Fred a 26 ans. Dans quelques minutes, jours, semaines, il va mourir. Un cancer des os le gruge de l’intérieur. Ses parents sont à son chevet, ils attendent désespérément que leur fils leur parle. Mais ça n’arrive pas. Ça n’arrivera pas. Fred a décidé qu’il ne voulait pas mourir dans la langue de ses parents. Il fait donc l’éloge du silence envers cette famille médiocre, qui n’a pas su répondre à sa quête d’idéal.

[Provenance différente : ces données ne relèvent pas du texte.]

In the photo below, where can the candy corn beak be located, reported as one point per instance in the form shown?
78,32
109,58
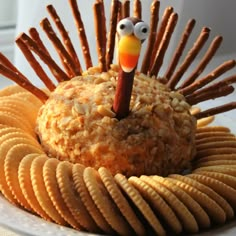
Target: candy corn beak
129,49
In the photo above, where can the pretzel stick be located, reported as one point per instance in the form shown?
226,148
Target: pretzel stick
153,28
180,48
59,74
227,81
35,36
99,22
35,65
81,32
193,52
208,78
65,36
211,94
66,59
125,9
112,33
216,110
4,60
204,62
165,18
137,12
158,61
21,81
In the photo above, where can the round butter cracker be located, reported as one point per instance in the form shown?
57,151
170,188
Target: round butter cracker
140,203
104,202
120,201
36,174
157,203
50,181
188,221
72,198
78,171
194,207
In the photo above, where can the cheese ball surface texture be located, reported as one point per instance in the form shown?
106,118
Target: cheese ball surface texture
77,124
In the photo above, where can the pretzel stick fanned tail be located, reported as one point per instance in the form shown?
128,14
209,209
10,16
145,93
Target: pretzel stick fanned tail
66,59
158,60
180,48
191,55
36,37
81,31
211,94
204,62
216,110
65,36
23,82
152,36
161,30
59,74
212,88
224,67
35,65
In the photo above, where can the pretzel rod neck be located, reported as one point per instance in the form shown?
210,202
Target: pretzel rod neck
123,94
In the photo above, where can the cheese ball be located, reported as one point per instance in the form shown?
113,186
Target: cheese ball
77,124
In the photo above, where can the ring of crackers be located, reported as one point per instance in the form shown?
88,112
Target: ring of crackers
179,203
93,200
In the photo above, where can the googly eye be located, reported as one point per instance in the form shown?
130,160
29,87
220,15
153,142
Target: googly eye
141,30
125,27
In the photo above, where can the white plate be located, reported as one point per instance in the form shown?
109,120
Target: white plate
25,223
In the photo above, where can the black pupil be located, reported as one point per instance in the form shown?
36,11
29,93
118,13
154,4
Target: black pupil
144,30
122,26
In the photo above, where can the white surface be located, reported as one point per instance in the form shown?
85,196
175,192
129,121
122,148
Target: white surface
217,14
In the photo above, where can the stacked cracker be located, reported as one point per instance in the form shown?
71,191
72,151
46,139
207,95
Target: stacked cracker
82,197
95,201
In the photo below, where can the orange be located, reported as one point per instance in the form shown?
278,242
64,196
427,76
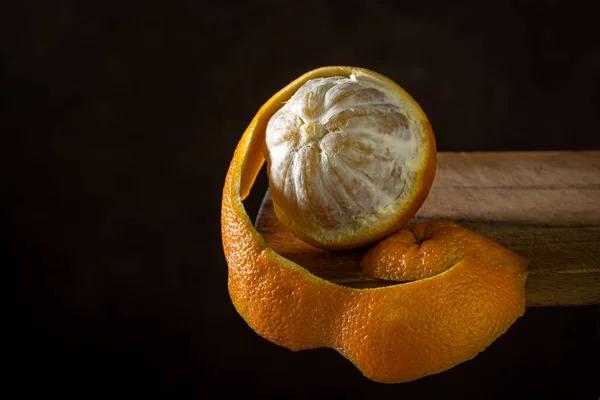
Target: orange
350,158
396,333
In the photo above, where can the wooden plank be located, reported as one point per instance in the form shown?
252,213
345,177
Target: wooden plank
544,206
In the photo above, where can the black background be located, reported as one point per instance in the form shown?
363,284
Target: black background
118,125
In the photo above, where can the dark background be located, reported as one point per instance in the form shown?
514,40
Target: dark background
118,125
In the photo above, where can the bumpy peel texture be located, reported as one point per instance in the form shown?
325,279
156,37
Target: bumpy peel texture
392,334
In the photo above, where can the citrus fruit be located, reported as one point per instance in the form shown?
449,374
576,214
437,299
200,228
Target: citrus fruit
350,159
395,333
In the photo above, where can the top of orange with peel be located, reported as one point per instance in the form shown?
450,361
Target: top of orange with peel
471,289
350,159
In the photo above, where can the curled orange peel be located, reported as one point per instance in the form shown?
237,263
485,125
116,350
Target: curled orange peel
396,333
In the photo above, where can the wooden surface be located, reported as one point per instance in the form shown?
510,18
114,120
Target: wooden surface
544,206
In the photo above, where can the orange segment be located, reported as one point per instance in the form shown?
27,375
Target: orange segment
350,158
392,334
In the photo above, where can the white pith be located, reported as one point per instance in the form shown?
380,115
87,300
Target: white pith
342,152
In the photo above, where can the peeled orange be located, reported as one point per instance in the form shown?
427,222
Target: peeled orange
350,159
471,290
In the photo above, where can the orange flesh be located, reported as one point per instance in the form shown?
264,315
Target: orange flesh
392,334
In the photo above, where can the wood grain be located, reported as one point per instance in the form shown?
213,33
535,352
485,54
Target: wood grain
544,206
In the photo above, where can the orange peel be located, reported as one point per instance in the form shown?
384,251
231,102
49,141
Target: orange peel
396,333
350,157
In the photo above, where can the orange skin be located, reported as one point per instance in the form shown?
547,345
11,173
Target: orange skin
396,333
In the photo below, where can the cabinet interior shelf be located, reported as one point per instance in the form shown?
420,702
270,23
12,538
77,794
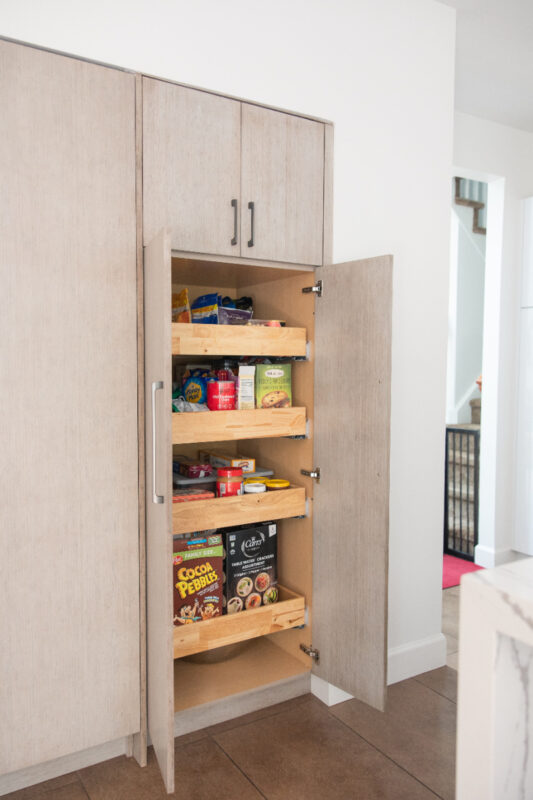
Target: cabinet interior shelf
191,339
224,512
288,612
224,426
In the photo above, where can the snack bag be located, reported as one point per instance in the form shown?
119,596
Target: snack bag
181,310
273,385
204,310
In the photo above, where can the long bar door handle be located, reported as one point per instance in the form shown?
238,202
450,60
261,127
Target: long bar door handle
235,215
156,498
251,206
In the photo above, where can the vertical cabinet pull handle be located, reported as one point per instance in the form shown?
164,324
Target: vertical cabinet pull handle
156,498
235,215
251,206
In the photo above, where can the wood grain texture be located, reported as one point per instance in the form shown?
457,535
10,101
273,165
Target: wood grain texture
140,738
261,663
224,426
224,512
191,166
158,367
283,174
288,612
69,570
351,505
327,257
191,339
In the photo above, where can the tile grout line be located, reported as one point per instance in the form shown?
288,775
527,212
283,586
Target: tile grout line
247,777
435,690
373,746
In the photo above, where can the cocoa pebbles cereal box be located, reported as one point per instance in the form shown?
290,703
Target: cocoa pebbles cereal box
251,567
198,579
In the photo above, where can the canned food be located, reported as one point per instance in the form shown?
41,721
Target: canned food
229,482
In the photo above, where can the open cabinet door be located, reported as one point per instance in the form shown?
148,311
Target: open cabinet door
351,499
158,393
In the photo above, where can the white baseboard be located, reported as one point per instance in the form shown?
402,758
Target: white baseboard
489,557
60,766
329,694
416,657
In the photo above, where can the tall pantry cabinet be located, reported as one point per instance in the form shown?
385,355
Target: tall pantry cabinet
330,618
69,551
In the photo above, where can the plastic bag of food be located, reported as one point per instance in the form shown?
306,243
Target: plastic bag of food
204,309
181,310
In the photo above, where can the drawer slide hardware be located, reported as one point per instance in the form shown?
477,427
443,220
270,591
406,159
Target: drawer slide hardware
310,651
316,289
315,473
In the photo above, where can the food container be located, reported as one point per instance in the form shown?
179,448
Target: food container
250,567
273,484
229,482
221,395
254,488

« Juste de la fucking joie », c’est ce que Fred aurait souhaité de ce monde. Les yeux fermés, rêvant d’être ailleurs, il a perdu les 26 ans de sa courte vie à se faire chier avec des parents qui « lui ont appris à se tenir debout sur de l’asphalte refait aux deux ans ». Fred aurait aimé ça, des fois, avoir les genoux écorchés. Il aurait aimé ça, se faire mal pis voir ses parents sourire, s’aimer, se jouer dans les culottes. La propreté et le confort de sa vie banlieusarde, il n’en veut pas. Il n’en a jamais voulu et a refusé toute sa vie de s’y conformer. Ce qu’il veut, c’est un quotidien où ses rêves, ses passions et ses folies ont le droit d’exister. 

Dix ans plutôt, Fred a 16 ans. Avec Wilson et Odile, il refait le monde. Ce sont trois adolescents insoumis, en quête de sens, convaincus que leur idéal réside dans une terre d’exil, qui prend la forme de la terre natale de Wilson, d’origine massaï : le Kenya. Mais la liberté qu’ils revendiquent n’est pas sans prix : s’indigner contre la décrépitude des espérances, c’est aussi en avoir de trop grandes pour pouvoir en venir à bout.

Dans ce cri du cœur existentiel, Steve Gagnon témoigne, encore une fois, du grand génie poétique dont il sait faire preuve. L’auteur de Fendre les lacs et d’Os, la montagne blanche dénonce dans cette nouvelle création notre facilité à tomber dans la médiocrité, notre quête de confort au-dessus de celle des luttes et des convictions. Transcendante et douloureuse, la poésie sans compromis de Steve Gagnon invite à un basculement : si les applaudissements marquent la fin de la pièce, les réflexions demeurent nombreuses bien après la tombée du rideau.

S’étant réfugié dans la communauté massaï pour l’écriture de sa pièce, Steve Gagnon affirme avoir lui-même longtemps cherché cette terre d’exil, cet endroit où être soi, sans se dompter. Sa quête du grandiose lui vient en partie de l’univers littéraire du Québécois Sylvain Trudel, dont il s’inspire librement pour l’écriture de Pour qu’il y ait un début à votre langue.

Si le texte est tranchant et les personnages qui le déclament douloureusement profonds, il émane de leur quête une indicible lumière. Inspiré de l’essai Désobéïr de Frédéric Gros, l’auteur défend qu’« il faut apprendre une désobéissance nécessaire, qui elle, va sauver le monde ».

Au fond, Fred, c’est un peu Steve, c’est un peu moi, un peu toi, un peu nous. C’est chacune de nos luttes, de nos rébellions, de nos oui ou de nos non. C’est notre capacité immense à résister, à s’indigner, à aller à contre-courant de temps en temps pour aller la chercher, notre fucking joie. Et Steve Gagnon nous le demande viscéralement : indignons-nous plus souvent.